Aslında HÜDA-PAR’dan ne istendiği çok açık. Sadece Doğu ve Güneydoğu Anadolu’da değil, Sünni Kürt nüfusun yaşadığı hemen her yerde Kürtlere “sizi temsil edip hakkınızı savunacak tek yapı PKK ve onun Yeşil bilmem ne partisi değildir” dediği için HÜDA-PAR’ın yok olmasını istiyorlar.
Sadece o da değil. Hem mevcut iktidarın ve Başkan Erdoğan’ın doğrularının yanında yer almalarından ve böylelikle memleketin yanında durarak bir yol kazasına sebebiyet vermemelerinden rahatsızlar, hem de kendi ilkelerinden ve politik yönelimlerinden taviz vermeksizin dik durmalarından.
Buraları bir açalım.
Hatırlayacaksınız.

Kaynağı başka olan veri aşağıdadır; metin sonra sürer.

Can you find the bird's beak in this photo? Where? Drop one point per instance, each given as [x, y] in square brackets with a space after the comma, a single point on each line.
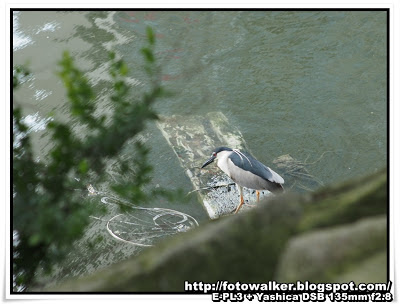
[208, 162]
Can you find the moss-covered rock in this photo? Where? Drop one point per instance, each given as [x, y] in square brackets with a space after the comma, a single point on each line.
[322, 255]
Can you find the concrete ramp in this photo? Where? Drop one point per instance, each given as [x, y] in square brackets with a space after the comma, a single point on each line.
[193, 138]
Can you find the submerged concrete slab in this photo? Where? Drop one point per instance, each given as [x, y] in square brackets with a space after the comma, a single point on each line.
[193, 138]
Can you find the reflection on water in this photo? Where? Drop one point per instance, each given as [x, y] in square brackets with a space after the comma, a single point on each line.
[301, 83]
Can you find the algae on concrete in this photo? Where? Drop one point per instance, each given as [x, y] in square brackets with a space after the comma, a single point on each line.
[334, 232]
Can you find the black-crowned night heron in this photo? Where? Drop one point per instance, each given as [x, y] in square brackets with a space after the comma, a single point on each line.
[246, 171]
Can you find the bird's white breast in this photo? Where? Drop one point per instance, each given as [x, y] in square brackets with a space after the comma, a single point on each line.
[223, 161]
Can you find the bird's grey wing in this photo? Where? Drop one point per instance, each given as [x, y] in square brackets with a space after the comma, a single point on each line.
[249, 163]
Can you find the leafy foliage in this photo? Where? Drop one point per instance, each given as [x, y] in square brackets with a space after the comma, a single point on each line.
[47, 217]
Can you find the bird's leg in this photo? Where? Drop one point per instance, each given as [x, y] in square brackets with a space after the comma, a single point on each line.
[241, 199]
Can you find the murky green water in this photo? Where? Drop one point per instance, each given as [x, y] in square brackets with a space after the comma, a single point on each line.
[306, 83]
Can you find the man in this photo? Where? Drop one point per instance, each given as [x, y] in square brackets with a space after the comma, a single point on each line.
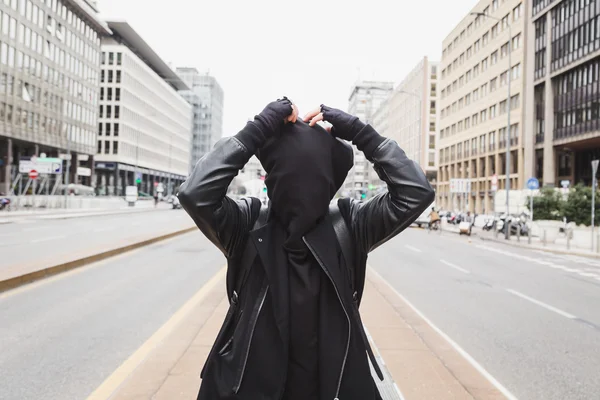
[296, 268]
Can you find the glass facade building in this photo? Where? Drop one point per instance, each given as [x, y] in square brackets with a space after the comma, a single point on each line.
[49, 78]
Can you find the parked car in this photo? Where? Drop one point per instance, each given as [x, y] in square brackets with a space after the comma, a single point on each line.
[175, 203]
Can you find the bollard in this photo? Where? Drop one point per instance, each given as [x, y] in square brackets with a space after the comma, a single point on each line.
[544, 238]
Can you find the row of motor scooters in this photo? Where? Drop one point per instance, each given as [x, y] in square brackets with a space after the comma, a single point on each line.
[518, 224]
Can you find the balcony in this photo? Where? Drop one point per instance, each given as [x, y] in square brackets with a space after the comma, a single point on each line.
[539, 138]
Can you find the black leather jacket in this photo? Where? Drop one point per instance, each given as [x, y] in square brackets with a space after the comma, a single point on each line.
[249, 356]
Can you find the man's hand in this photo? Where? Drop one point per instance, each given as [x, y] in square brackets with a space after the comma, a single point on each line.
[276, 114]
[345, 126]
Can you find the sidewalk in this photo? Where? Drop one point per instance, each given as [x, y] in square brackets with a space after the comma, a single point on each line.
[559, 247]
[416, 359]
[7, 217]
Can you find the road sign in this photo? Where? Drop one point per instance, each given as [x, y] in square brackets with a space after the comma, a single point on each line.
[533, 184]
[41, 165]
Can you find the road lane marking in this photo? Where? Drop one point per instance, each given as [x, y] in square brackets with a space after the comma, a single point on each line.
[37, 228]
[108, 228]
[456, 267]
[412, 248]
[107, 389]
[48, 239]
[452, 343]
[542, 304]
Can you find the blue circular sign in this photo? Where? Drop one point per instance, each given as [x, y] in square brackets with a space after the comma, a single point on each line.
[533, 184]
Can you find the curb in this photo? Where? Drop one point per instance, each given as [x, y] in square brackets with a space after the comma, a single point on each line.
[546, 249]
[47, 272]
[12, 219]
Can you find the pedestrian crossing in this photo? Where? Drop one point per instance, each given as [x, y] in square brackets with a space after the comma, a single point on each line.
[581, 266]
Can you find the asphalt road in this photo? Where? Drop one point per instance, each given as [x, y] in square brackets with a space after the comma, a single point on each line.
[531, 319]
[40, 240]
[62, 337]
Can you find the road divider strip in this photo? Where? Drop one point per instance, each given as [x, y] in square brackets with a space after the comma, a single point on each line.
[46, 272]
[112, 384]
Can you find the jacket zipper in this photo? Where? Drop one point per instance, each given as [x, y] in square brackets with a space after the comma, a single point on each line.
[337, 392]
[236, 388]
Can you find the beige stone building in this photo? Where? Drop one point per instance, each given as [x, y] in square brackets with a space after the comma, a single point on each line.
[473, 86]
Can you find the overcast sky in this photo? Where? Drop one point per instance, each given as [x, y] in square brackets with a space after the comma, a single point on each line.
[311, 50]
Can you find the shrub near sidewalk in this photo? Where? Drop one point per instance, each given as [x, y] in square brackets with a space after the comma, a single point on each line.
[547, 206]
[577, 208]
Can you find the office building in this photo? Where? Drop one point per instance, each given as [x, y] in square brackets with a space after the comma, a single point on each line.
[206, 97]
[144, 128]
[562, 134]
[49, 70]
[473, 125]
[365, 98]
[409, 116]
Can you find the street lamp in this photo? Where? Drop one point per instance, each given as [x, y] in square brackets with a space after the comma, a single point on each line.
[508, 138]
[420, 121]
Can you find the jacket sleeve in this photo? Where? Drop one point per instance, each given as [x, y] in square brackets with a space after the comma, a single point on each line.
[409, 193]
[203, 195]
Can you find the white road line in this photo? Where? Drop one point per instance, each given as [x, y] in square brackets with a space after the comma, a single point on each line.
[412, 248]
[541, 304]
[108, 228]
[48, 239]
[37, 228]
[455, 267]
[452, 343]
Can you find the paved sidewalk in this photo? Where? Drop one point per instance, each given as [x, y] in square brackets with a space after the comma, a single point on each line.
[416, 359]
[7, 217]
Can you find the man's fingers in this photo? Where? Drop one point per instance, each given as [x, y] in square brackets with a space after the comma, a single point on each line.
[316, 119]
[293, 117]
[312, 114]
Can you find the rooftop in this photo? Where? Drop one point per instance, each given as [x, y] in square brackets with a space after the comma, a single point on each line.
[87, 10]
[124, 33]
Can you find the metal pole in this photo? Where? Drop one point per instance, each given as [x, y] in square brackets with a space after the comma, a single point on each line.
[531, 211]
[508, 135]
[68, 169]
[593, 204]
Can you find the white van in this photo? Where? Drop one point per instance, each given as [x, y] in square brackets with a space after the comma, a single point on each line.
[131, 195]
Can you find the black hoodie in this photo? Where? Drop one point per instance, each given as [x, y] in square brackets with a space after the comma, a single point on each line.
[305, 168]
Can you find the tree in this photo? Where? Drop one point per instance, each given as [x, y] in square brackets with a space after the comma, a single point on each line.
[546, 206]
[578, 206]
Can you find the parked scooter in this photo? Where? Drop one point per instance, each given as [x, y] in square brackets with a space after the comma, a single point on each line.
[4, 203]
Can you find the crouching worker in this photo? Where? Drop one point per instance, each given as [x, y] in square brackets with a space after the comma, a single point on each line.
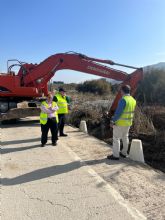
[49, 120]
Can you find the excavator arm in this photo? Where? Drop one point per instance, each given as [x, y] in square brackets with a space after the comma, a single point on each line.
[31, 80]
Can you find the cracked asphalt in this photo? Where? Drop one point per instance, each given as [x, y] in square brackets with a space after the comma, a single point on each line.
[49, 183]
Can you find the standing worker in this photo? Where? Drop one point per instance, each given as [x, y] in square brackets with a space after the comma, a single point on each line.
[121, 123]
[62, 102]
[49, 120]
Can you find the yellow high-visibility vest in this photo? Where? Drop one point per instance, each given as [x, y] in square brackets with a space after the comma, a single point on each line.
[62, 104]
[44, 116]
[126, 117]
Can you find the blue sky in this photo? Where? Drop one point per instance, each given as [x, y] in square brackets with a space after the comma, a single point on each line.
[131, 32]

Haziran seçimlerinden önce sosyal medya soytarıları marifetiyle bir HÜDA-PAR karşıtı kampanya başlatılmıştı. Neredeyse 20 yıldır terörle arasına net bir mesafe koyan ve sivil alanda faaliyet gösterme kararlılığından hiç taviz vermeyen HÜDA-PAR’ı, artık hiçbir nesnel karşılığı kalmamış Hizbullah terörüyle eşitlemeye çabalamışlardı. Oysa canhıraş şekilde savundukları Yeşil bilmem ne partisi, PKK terörüyle arasına bir santim mesafe koymak şöyle dursun “APO’nun heykelini dikeceğiz, heykelini” artizliğinden bir gram geri durmamıştı.

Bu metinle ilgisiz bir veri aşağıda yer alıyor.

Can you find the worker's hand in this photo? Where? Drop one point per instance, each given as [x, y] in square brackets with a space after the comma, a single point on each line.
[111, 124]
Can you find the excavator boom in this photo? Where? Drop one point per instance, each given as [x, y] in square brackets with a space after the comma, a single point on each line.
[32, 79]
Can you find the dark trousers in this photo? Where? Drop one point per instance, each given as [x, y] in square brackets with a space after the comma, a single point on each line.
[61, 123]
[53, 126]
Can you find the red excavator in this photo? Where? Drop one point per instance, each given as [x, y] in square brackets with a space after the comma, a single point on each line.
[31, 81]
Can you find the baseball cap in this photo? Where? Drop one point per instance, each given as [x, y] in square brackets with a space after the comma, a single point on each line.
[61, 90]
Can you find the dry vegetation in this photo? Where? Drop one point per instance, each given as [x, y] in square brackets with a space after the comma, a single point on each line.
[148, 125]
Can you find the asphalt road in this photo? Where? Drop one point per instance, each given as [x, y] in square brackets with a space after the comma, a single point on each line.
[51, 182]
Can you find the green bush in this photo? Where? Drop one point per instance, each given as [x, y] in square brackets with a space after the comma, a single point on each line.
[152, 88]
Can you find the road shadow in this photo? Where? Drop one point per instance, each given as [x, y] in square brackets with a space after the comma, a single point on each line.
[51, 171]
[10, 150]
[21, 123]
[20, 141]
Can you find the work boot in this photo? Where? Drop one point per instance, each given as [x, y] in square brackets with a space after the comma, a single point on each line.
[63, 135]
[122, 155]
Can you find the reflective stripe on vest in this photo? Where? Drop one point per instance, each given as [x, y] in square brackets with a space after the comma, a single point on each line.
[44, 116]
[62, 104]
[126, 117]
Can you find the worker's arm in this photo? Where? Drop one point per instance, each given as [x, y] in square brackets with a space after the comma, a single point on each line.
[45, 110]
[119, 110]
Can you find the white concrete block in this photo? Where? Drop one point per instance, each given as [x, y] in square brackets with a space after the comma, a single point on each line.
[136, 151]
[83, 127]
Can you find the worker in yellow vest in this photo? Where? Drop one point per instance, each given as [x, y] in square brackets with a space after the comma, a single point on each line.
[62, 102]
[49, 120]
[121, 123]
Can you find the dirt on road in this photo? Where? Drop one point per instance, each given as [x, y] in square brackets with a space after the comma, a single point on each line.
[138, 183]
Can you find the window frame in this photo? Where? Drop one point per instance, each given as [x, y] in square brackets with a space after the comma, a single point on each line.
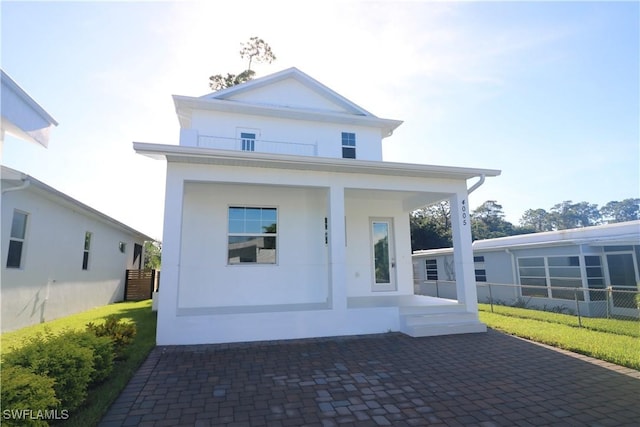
[348, 145]
[431, 269]
[86, 251]
[231, 234]
[555, 273]
[17, 241]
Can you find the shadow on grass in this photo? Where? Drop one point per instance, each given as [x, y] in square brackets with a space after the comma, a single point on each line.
[101, 396]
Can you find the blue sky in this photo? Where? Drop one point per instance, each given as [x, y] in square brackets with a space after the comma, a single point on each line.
[548, 92]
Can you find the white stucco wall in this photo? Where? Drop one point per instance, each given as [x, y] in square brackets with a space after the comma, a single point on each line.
[50, 282]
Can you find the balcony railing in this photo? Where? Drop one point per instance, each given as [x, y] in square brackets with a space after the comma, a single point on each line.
[259, 145]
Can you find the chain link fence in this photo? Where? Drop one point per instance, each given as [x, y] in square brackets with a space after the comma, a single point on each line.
[608, 302]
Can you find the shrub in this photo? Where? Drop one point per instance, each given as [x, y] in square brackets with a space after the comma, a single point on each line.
[120, 332]
[22, 390]
[103, 352]
[64, 361]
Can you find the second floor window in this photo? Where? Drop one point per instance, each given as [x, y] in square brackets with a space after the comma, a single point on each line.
[348, 145]
[85, 253]
[16, 240]
[248, 141]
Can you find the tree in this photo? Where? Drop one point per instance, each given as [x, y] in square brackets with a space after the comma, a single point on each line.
[152, 255]
[626, 210]
[537, 220]
[255, 50]
[567, 215]
[487, 222]
[431, 227]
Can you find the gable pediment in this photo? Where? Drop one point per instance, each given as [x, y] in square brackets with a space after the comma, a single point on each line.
[290, 89]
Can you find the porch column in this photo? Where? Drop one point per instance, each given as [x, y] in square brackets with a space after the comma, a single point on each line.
[462, 251]
[337, 250]
[168, 294]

Bunun nedeni çok açıktır. Kürtleri geleneksiz bir sekülarizmle, hiçbir mesnedi olmayan bir Alevilik’le ve daha da acıklısı “emperyalizmin mayın eşeği” olmaya gönül indiren bir çeşit gavurlukla temsil ettiğini iddia eden Yeşil bilmem ne partisi, iki bakımdan güç kaybetti HÜDA-PAR yüzünden.

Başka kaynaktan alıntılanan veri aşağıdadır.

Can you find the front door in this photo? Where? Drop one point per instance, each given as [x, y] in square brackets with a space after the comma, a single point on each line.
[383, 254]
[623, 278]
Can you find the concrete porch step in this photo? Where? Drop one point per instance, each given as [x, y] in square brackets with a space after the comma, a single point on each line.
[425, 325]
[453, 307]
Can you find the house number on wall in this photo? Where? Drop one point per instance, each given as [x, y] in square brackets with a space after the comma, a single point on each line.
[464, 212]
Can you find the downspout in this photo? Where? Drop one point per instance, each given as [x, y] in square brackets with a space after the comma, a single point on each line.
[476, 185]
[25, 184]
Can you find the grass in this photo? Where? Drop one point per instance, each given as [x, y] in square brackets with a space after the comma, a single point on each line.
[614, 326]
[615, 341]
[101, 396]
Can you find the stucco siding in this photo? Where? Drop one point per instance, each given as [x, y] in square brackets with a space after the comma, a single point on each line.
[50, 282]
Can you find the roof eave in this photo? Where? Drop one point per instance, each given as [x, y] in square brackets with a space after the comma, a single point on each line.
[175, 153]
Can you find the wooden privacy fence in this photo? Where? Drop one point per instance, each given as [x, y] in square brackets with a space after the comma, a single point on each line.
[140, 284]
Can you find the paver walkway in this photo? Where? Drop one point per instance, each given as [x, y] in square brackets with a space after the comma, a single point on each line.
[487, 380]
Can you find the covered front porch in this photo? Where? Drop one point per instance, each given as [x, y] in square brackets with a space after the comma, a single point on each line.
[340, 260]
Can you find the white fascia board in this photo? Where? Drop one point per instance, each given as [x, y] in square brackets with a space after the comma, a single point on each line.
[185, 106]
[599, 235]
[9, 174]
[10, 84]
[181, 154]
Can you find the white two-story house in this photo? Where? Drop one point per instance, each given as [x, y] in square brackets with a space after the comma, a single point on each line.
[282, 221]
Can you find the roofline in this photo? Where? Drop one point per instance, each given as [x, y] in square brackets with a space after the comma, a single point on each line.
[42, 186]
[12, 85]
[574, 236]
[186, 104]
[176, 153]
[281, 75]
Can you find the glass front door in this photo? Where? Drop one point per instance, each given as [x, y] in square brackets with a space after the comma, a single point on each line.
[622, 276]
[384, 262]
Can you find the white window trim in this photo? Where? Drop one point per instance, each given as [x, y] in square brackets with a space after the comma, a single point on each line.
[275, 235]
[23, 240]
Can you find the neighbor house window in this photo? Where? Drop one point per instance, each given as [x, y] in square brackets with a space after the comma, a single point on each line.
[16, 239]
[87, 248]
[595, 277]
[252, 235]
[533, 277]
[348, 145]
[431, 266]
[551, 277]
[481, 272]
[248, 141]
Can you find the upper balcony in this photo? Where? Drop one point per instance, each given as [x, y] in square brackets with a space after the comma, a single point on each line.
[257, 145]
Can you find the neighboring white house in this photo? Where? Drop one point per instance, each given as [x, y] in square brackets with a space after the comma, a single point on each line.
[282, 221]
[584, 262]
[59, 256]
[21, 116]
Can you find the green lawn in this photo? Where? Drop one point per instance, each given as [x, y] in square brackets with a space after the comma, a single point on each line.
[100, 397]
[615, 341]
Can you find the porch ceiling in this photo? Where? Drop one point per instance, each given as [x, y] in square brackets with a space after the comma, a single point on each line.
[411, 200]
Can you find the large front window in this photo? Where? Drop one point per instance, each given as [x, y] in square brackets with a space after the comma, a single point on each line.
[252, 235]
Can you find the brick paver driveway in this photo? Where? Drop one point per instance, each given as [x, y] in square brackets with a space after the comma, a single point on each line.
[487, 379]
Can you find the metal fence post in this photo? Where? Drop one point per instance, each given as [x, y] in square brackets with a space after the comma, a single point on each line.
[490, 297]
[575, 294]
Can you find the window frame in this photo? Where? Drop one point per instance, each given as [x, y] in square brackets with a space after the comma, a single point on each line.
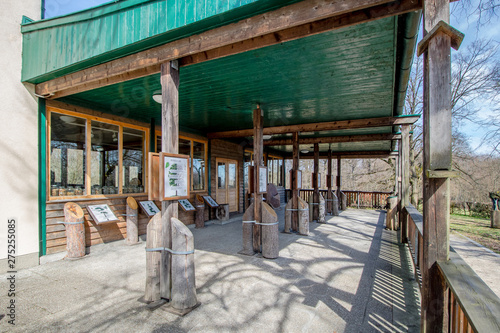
[88, 148]
[191, 148]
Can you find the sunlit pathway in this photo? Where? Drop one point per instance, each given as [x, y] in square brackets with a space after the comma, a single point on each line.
[349, 275]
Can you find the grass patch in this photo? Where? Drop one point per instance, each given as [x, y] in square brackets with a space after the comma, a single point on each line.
[477, 229]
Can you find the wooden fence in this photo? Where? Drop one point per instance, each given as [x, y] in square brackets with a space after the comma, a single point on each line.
[472, 305]
[358, 199]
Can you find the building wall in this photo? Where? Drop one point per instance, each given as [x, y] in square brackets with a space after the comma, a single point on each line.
[18, 140]
[229, 150]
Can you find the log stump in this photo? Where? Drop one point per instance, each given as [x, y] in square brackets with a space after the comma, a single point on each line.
[183, 277]
[288, 217]
[248, 231]
[200, 212]
[270, 239]
[335, 204]
[75, 230]
[495, 219]
[132, 222]
[303, 217]
[390, 218]
[153, 259]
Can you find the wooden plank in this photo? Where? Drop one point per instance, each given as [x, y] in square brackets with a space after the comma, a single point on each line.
[304, 30]
[324, 126]
[258, 124]
[479, 303]
[335, 139]
[146, 62]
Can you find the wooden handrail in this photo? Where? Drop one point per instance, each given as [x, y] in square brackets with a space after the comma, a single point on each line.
[472, 305]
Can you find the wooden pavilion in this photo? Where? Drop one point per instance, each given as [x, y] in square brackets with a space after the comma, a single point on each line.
[227, 74]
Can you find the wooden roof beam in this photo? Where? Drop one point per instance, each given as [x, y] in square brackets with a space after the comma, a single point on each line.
[335, 139]
[275, 24]
[317, 127]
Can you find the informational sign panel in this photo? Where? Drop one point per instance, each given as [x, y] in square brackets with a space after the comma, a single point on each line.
[174, 176]
[186, 205]
[211, 202]
[262, 179]
[102, 213]
[149, 207]
[154, 176]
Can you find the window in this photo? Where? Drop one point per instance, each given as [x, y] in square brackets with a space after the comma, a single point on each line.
[197, 150]
[87, 156]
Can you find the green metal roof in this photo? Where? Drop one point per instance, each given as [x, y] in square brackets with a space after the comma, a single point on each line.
[61, 45]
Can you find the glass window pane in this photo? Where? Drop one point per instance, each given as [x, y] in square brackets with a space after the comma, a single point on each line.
[232, 176]
[104, 158]
[198, 166]
[221, 175]
[133, 160]
[67, 156]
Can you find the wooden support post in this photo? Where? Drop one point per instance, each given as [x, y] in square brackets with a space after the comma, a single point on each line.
[258, 146]
[132, 221]
[75, 230]
[169, 144]
[329, 196]
[315, 183]
[437, 156]
[339, 180]
[294, 180]
[405, 182]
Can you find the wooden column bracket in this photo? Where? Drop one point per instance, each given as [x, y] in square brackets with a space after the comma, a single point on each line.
[442, 174]
[442, 27]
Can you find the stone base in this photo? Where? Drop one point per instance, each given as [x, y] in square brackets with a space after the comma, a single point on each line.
[495, 219]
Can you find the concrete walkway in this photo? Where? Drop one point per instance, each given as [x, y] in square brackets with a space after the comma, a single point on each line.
[349, 275]
[482, 260]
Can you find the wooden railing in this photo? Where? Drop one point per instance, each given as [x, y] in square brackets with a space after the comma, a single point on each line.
[472, 305]
[358, 199]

İlki, HÜDA-PAR’la birlikte “hem hakkımı arayabilir, hem de Sünni ana aksıma, memleketin bütünlüğü fikrine, geleneklerime bağlı kalabilirim” diyen bir Kürt seçmen oluştu, oluşuyor. HÜDA-PAR, hem politik parti olarak hem de kendisine yakın ve olağanüstü hizmetler üreten STK’lar eliyle Kürtler’e “Kamalizm ile Apoizm” arasına sıkışmak zorunda hissetmeyecekleri bir alternatif oluşturdu. Görünen budur.
Yeşil Sol’un ve PKK’nın pompaladığı “gavurluk propagandası” hem bölgede hem de metropollerde yaşayan Kürt nüfus üzerinde arzu edilen etkiyi yaratamıyor artık. Bunun en büyük delili de 2018 seçimlerine nazaran kaybedilen 700 bini aşkın oy.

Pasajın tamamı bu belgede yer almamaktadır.